Under most systems for plant breeder’s rights (PBR), royalties on protected varieties are paid via a premium on the purchase of propagating material. Alternatively, within certain agricultural industries in Australia—namely grains, pulses, cotton, and some tree crops—royalties for plant breeder’s rights protected varieties sometimes are paid as a portion of the sale of the harvested material, a system otherwise known as end point royalties. In the 1990s, end point royalties were introduced in the hope that changes in the ways that intellectual property rights were put to work could generate revenue for the plant breeding sector at the same time that such changes could make accessing PBR-protected varieties easier and more equitable for farmers. The rationale was that not only could end point royalties encourage widespread adoption of protected varieties and reduce revenue losses due to farmer seed saving—thereby generating much-needed funds for breeding research—but they could eliminate upfront seed costs for growers and split the risk of crop failure between farmers and PBR owners.

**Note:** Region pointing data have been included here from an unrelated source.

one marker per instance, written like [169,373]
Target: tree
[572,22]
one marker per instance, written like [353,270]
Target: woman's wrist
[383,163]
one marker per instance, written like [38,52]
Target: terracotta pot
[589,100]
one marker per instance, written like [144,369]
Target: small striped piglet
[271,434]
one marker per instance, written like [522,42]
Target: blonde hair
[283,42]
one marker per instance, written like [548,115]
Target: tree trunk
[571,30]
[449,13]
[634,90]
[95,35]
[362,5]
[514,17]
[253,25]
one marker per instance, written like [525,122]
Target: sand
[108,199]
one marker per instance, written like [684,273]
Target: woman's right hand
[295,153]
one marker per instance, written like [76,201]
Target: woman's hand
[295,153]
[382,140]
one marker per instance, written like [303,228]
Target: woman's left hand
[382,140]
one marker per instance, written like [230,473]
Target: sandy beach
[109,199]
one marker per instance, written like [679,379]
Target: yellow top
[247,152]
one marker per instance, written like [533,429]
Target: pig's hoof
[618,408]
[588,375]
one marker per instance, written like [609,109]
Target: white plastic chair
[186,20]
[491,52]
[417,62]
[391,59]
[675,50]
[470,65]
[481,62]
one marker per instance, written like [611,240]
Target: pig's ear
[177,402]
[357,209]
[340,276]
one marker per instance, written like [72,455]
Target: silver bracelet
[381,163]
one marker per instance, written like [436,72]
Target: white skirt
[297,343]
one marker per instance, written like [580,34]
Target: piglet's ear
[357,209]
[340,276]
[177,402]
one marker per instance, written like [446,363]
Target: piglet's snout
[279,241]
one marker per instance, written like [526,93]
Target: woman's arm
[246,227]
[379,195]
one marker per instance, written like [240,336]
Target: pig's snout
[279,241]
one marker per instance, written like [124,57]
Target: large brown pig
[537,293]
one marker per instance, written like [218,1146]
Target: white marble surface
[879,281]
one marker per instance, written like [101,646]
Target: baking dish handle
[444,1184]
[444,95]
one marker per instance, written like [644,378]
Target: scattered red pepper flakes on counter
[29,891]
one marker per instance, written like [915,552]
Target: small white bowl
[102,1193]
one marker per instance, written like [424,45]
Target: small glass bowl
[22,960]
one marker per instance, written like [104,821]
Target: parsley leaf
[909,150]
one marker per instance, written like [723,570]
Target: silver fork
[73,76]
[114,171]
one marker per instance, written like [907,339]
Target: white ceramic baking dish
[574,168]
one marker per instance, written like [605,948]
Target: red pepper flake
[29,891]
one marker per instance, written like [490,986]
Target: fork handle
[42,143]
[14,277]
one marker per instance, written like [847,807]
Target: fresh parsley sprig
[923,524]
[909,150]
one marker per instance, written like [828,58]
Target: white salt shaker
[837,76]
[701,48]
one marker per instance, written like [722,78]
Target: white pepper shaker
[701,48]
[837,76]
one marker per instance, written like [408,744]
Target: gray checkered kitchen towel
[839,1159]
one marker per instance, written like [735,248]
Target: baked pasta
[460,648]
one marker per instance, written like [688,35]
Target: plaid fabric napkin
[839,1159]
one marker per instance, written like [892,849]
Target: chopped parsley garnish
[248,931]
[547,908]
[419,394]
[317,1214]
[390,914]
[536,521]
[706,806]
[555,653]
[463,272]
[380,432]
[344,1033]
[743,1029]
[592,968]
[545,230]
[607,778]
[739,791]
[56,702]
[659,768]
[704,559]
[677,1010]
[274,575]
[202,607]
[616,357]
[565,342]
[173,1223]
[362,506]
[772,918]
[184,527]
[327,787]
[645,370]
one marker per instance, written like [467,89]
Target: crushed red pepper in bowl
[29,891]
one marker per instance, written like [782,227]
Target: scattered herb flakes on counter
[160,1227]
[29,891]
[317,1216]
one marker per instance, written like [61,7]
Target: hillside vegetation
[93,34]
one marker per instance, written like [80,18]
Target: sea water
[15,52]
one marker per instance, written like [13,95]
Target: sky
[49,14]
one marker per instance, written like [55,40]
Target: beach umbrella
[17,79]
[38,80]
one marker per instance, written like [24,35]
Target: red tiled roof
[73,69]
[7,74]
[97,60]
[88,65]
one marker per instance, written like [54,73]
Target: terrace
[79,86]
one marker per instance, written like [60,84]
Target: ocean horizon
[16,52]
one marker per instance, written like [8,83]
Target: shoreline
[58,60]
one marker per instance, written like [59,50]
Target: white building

The implementation of EPRs has been dependent upon the creation of new types of institutional and contractual relations among growers, owners, and marketers—not only for the collection of royalties but, in some cases, for the transaction of seed between growers (as with some PBR protected wheat varieties) and the creation of new market relations that make collection of royalties more feasible (as with the closed-loop marketing systems used in some mango production). The contractual agreements accompanying EPRs have reorganised the ways that different actors interact with protected germplasm. In some cases, contracts around EPR varieties enable new (sometimes) non-commercial routes to protected varieties for growers, while in other cases contracts may delimit “reasonable public access” to germplasm as required under the Plant Breeder’s Rights Act 1994. In turn, the shift toward collecting royalties on the sale of harvested material via contract has raised a suite of new challenges for the enforcement of PBR and patent rights, particularly regarding the traceability and monitoring of protected varieties across the production chain.
The aim of this project is to explore the interaction between plant variety protection, the creation of new types of contractual relationships for its enforcement, and concerns about traceability of germplasm that have arisen as a consequence. First, the project explores how the implementation of EPRs has invoked and/or reshaped plant variety protection, both in terms of the ways that these arrangements come to bear on broader ideas about “property” and in how they rework the pathways of access to protected germplasm. Second, it looks at how new types of social relations, institutions, contracts, and technologies have been invoked to solve the problems of enforcement and traceability that arose in the shift to EPRs. To meet these aims, this project traces the development of end point royalties in the market for the Calypso mango, a PBR-protected variety developed in Queensland that has been commercialised through a closed-loop marketing system.